Inspired by the murder of Mustafa’s close friend and Halal Gang collaborator Smoke Dawg, When Smoke Rises is an impressionistic portrait of inner city brotherhood told through an unprecedented reconfiguring of folk and electronic R&B. Memory is evoked through samples of Sudanese and Egyptian chants and dusty voice recordings of Mustafa’s community. But the past is not the focus; Mustafa explores the here-and-now with vibrance and humility. He takes honest stock of the carnage around him and pleads with his friends to avoid it (“Stay Alive,” “Air Forces”) and then bemoans his itchy, vengeful trigger finger (“The Hearse”). The music is lived-in and inviting, a gust of incense brought back from toxic shores with help from producer Frank Dukes and featured artists Jamie xx, Sampha, and James Blake.

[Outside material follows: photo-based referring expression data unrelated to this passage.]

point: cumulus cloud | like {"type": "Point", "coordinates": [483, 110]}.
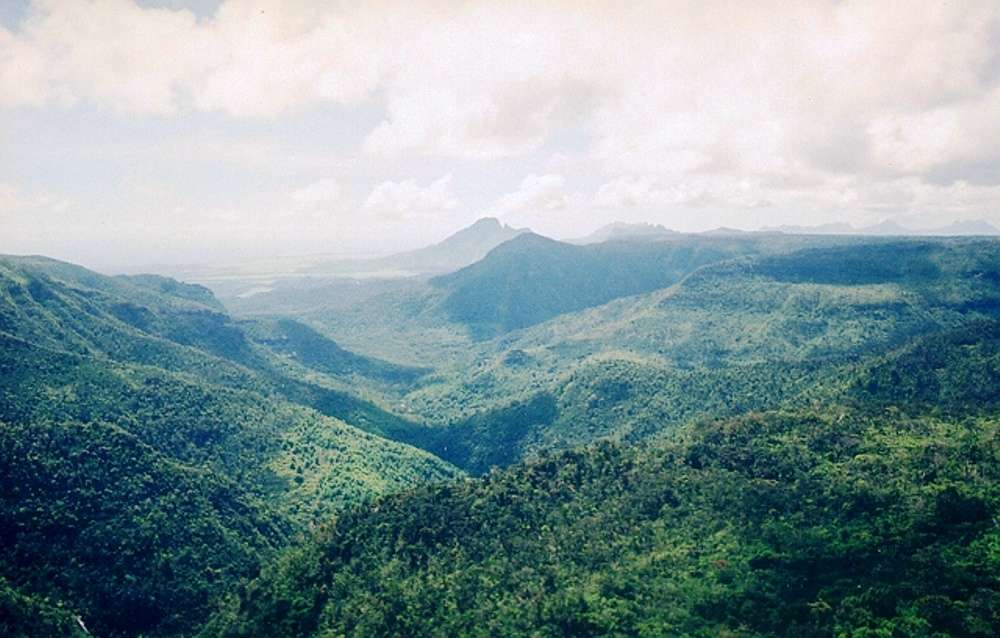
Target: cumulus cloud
{"type": "Point", "coordinates": [407, 199]}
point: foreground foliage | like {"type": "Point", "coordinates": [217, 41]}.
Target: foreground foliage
{"type": "Point", "coordinates": [777, 524]}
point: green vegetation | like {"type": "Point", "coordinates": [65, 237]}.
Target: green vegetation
{"type": "Point", "coordinates": [776, 524]}
{"type": "Point", "coordinates": [743, 435]}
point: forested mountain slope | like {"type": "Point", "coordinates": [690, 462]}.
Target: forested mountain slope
{"type": "Point", "coordinates": [153, 452]}
{"type": "Point", "coordinates": [752, 333]}
{"type": "Point", "coordinates": [868, 508]}
{"type": "Point", "coordinates": [791, 524]}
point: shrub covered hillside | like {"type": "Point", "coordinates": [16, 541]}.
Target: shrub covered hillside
{"type": "Point", "coordinates": [778, 524]}
{"type": "Point", "coordinates": [153, 455]}
{"type": "Point", "coordinates": [869, 509]}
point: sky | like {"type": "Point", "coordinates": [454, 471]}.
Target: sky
{"type": "Point", "coordinates": [177, 132]}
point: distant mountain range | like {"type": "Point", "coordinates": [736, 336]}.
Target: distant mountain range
{"type": "Point", "coordinates": [617, 231]}
{"type": "Point", "coordinates": [891, 228]}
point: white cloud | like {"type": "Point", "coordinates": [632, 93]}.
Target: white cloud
{"type": "Point", "coordinates": [408, 200]}
{"type": "Point", "coordinates": [818, 108]}
{"type": "Point", "coordinates": [323, 192]}
{"type": "Point", "coordinates": [19, 206]}
{"type": "Point", "coordinates": [536, 195]}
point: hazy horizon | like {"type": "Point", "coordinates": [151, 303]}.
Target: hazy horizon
{"type": "Point", "coordinates": [174, 132]}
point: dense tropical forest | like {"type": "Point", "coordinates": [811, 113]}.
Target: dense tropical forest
{"type": "Point", "coordinates": [747, 434]}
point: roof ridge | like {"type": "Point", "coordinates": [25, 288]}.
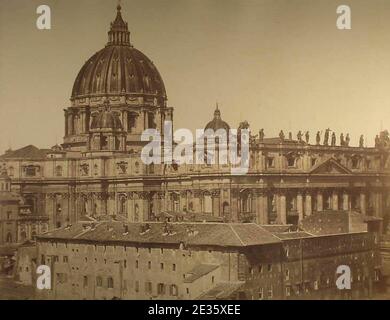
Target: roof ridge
{"type": "Point", "coordinates": [262, 229]}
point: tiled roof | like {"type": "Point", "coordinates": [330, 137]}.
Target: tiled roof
{"type": "Point", "coordinates": [199, 271]}
{"type": "Point", "coordinates": [28, 152]}
{"type": "Point", "coordinates": [292, 235]}
{"type": "Point", "coordinates": [9, 196]}
{"type": "Point", "coordinates": [222, 291]}
{"type": "Point", "coordinates": [212, 234]}
{"type": "Point", "coordinates": [277, 228]}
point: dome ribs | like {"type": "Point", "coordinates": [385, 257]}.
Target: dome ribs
{"type": "Point", "coordinates": [125, 70]}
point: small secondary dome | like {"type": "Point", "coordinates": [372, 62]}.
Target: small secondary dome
{"type": "Point", "coordinates": [217, 122]}
{"type": "Point", "coordinates": [118, 68]}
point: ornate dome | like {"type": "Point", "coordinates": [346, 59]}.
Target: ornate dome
{"type": "Point", "coordinates": [118, 68]}
{"type": "Point", "coordinates": [106, 119]}
{"type": "Point", "coordinates": [217, 122]}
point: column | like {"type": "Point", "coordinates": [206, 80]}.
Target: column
{"type": "Point", "coordinates": [215, 194]}
{"type": "Point", "coordinates": [197, 202]}
{"type": "Point", "coordinates": [363, 202]}
{"type": "Point", "coordinates": [378, 204]}
{"type": "Point", "coordinates": [335, 201]}
{"type": "Point", "coordinates": [261, 207]}
{"type": "Point", "coordinates": [345, 201]}
{"type": "Point", "coordinates": [281, 209]}
{"type": "Point", "coordinates": [124, 121]}
{"type": "Point", "coordinates": [308, 210]}
{"type": "Point", "coordinates": [234, 204]}
{"type": "Point", "coordinates": [300, 206]}
{"type": "Point", "coordinates": [320, 201]}
{"type": "Point", "coordinates": [66, 123]}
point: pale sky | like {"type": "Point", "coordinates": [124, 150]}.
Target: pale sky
{"type": "Point", "coordinates": [280, 64]}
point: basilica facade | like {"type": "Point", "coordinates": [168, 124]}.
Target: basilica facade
{"type": "Point", "coordinates": [97, 172]}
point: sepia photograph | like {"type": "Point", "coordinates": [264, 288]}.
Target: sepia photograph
{"type": "Point", "coordinates": [206, 150]}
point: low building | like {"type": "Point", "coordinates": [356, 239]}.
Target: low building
{"type": "Point", "coordinates": [184, 260]}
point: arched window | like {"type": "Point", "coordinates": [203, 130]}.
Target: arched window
{"type": "Point", "coordinates": [110, 283]}
{"type": "Point", "coordinates": [208, 205]}
{"type": "Point", "coordinates": [136, 213]}
{"type": "Point", "coordinates": [58, 171]}
{"type": "Point", "coordinates": [225, 208]}
{"type": "Point", "coordinates": [84, 205]}
{"type": "Point", "coordinates": [95, 169]}
{"type": "Point", "coordinates": [132, 122]}
{"type": "Point", "coordinates": [99, 281]}
{"type": "Point", "coordinates": [9, 238]}
{"type": "Point", "coordinates": [30, 201]}
{"type": "Point", "coordinates": [123, 205]}
{"type": "Point", "coordinates": [173, 290]}
{"type": "Point", "coordinates": [23, 236]}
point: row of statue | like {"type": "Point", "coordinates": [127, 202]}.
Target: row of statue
{"type": "Point", "coordinates": [344, 141]}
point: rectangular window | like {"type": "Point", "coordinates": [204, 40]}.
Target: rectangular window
{"type": "Point", "coordinates": [30, 171]}
{"type": "Point", "coordinates": [261, 294]}
{"type": "Point", "coordinates": [148, 287]}
{"type": "Point", "coordinates": [270, 292]}
{"type": "Point", "coordinates": [161, 288]}
{"type": "Point", "coordinates": [271, 162]}
{"type": "Point", "coordinates": [174, 290]}
{"type": "Point", "coordinates": [85, 281]}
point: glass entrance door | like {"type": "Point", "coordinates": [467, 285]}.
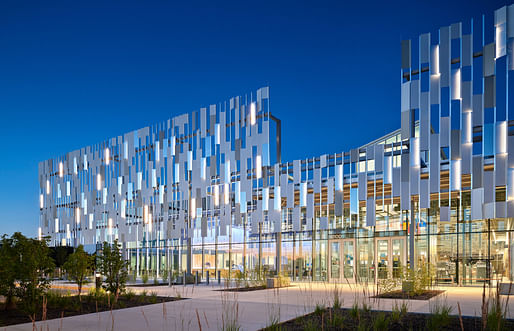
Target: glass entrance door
{"type": "Point", "coordinates": [342, 260]}
{"type": "Point", "coordinates": [348, 259]}
{"type": "Point", "coordinates": [383, 258]}
{"type": "Point", "coordinates": [335, 260]}
{"type": "Point", "coordinates": [390, 257]}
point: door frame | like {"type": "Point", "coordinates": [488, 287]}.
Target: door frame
{"type": "Point", "coordinates": [403, 255]}
{"type": "Point", "coordinates": [341, 243]}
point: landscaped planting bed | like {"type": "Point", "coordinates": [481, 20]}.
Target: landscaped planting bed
{"type": "Point", "coordinates": [360, 319]}
{"type": "Point", "coordinates": [58, 306]}
{"type": "Point", "coordinates": [399, 294]}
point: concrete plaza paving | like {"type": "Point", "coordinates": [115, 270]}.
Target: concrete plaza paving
{"type": "Point", "coordinates": [207, 308]}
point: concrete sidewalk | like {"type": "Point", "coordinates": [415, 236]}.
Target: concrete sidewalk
{"type": "Point", "coordinates": [208, 307]}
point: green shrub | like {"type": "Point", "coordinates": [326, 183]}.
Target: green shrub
{"type": "Point", "coordinates": [381, 322]}
{"type": "Point", "coordinates": [319, 310]}
{"type": "Point", "coordinates": [144, 277]}
{"type": "Point", "coordinates": [164, 275]}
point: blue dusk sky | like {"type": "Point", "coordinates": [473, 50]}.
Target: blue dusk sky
{"type": "Point", "coordinates": [77, 72]}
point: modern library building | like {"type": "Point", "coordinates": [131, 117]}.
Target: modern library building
{"type": "Point", "coordinates": [207, 191]}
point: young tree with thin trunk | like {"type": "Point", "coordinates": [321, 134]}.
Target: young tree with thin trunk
{"type": "Point", "coordinates": [8, 271]}
{"type": "Point", "coordinates": [114, 268]}
{"type": "Point", "coordinates": [78, 266]}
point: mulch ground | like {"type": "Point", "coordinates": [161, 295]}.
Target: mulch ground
{"type": "Point", "coordinates": [343, 319]}
{"type": "Point", "coordinates": [72, 307]}
{"type": "Point", "coordinates": [425, 295]}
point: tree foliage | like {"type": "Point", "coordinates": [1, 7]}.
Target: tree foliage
{"type": "Point", "coordinates": [78, 266]}
{"type": "Point", "coordinates": [113, 267]}
{"type": "Point", "coordinates": [8, 271]}
{"type": "Point", "coordinates": [32, 264]}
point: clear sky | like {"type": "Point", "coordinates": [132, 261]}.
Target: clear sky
{"type": "Point", "coordinates": [77, 72]}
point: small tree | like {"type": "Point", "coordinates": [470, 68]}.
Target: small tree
{"type": "Point", "coordinates": [114, 268]}
{"type": "Point", "coordinates": [8, 271]}
{"type": "Point", "coordinates": [33, 264]}
{"type": "Point", "coordinates": [78, 266]}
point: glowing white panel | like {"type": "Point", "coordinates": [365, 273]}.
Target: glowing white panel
{"type": "Point", "coordinates": [237, 196]}
{"type": "Point", "coordinates": [467, 128]}
{"type": "Point", "coordinates": [226, 193]}
{"type": "Point", "coordinates": [189, 160]}
{"type": "Point", "coordinates": [123, 210]}
{"type": "Point", "coordinates": [501, 137]}
{"type": "Point", "coordinates": [253, 115]}
{"type": "Point", "coordinates": [161, 194]}
{"type": "Point", "coordinates": [414, 153]}
{"type": "Point", "coordinates": [203, 168]}
{"type": "Point", "coordinates": [277, 200]}
{"type": "Point", "coordinates": [145, 214]}
{"type": "Point", "coordinates": [388, 170]}
{"type": "Point", "coordinates": [217, 138]}
{"type": "Point", "coordinates": [177, 173]}
{"type": "Point", "coordinates": [125, 150]}
{"type": "Point", "coordinates": [456, 88]}
{"type": "Point", "coordinates": [436, 60]}
{"type": "Point", "coordinates": [216, 195]}
{"type": "Point", "coordinates": [265, 199]}
{"type": "Point", "coordinates": [258, 167]}
{"type": "Point", "coordinates": [339, 177]}
{"type": "Point", "coordinates": [110, 226]}
{"type": "Point", "coordinates": [456, 175]}
{"type": "Point", "coordinates": [172, 146]}
{"type": "Point", "coordinates": [139, 180]}
{"type": "Point", "coordinates": [303, 194]}
{"type": "Point", "coordinates": [193, 208]}
{"type": "Point", "coordinates": [510, 184]}
{"type": "Point", "coordinates": [227, 171]}
{"type": "Point", "coordinates": [120, 183]}
{"type": "Point", "coordinates": [501, 40]}
{"type": "Point", "coordinates": [154, 178]}
{"type": "Point", "coordinates": [98, 182]}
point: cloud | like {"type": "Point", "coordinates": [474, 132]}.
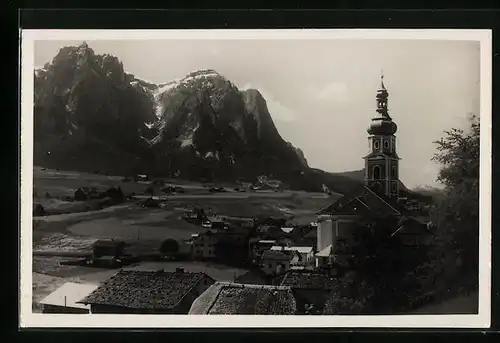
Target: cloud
{"type": "Point", "coordinates": [277, 110]}
{"type": "Point", "coordinates": [335, 92]}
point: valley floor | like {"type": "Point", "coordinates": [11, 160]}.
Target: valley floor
{"type": "Point", "coordinates": [144, 228]}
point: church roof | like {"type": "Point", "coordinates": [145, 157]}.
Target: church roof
{"type": "Point", "coordinates": [366, 202]}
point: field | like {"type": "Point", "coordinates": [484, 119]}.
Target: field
{"type": "Point", "coordinates": [77, 224]}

When Smoke Rises shakes with grief, but the love that fuels deep loss is never far away, and is felt just as deeply. “If she runs her fingers through my past / She may lose the softness in her hands,” Mustafa sings over the fading chants of "Awolayy," the title recalling Halal Gang’s signature slang. “I miss when the night was made for rest / When my heart was more than glass.” Canada may never reckon with its prejudices, but When Smoke Rises doesn’t seek to convince anyone of worthiness — for itself or for its subjects. It is just so. — JD
7. Doja Cat, Planet Her
Just weeks before the first case of COVID-19 was recirded, Doja Cat was waxing poetic on “Cyber Sex” about the horny, internet-bound reality we’d soon face: “What a time to be alive! Living in the future, blinging on my hotline.” It’s the first song on Hot Pink, the album that turned a certified class clown into top 40’s reigning pop emcee. Global lockdown couldn’t and didn’t stop her momentum: the success of deep cuts like “Streets” on TikTok dragged Hot Pink well into 2021, while she quietly chiseled away at the next record.
The follow-up, Planet Her, feels like a whole victory orbit in itself, one that’s equal parts space odyssey, sex fantasy, and screwball antics. That’s not to say that the project is a highly conceptual endeavor, or that it’s tethered to any certain narrative or aesthetic. Most often it’s quite the opposite; these songs are engineered to be taken out of context, flipped, twisted, chopped, slowed, and reverbed. Doja revels in the genre anarchy of her surroundings, bouncing from Afrobeats to hyperpop to an entire number built around the conceit of Playboi Carti pantomiming ShayDee in the first four tracks alone. But in a way, this intrepid and restless spirit is a premise in itself.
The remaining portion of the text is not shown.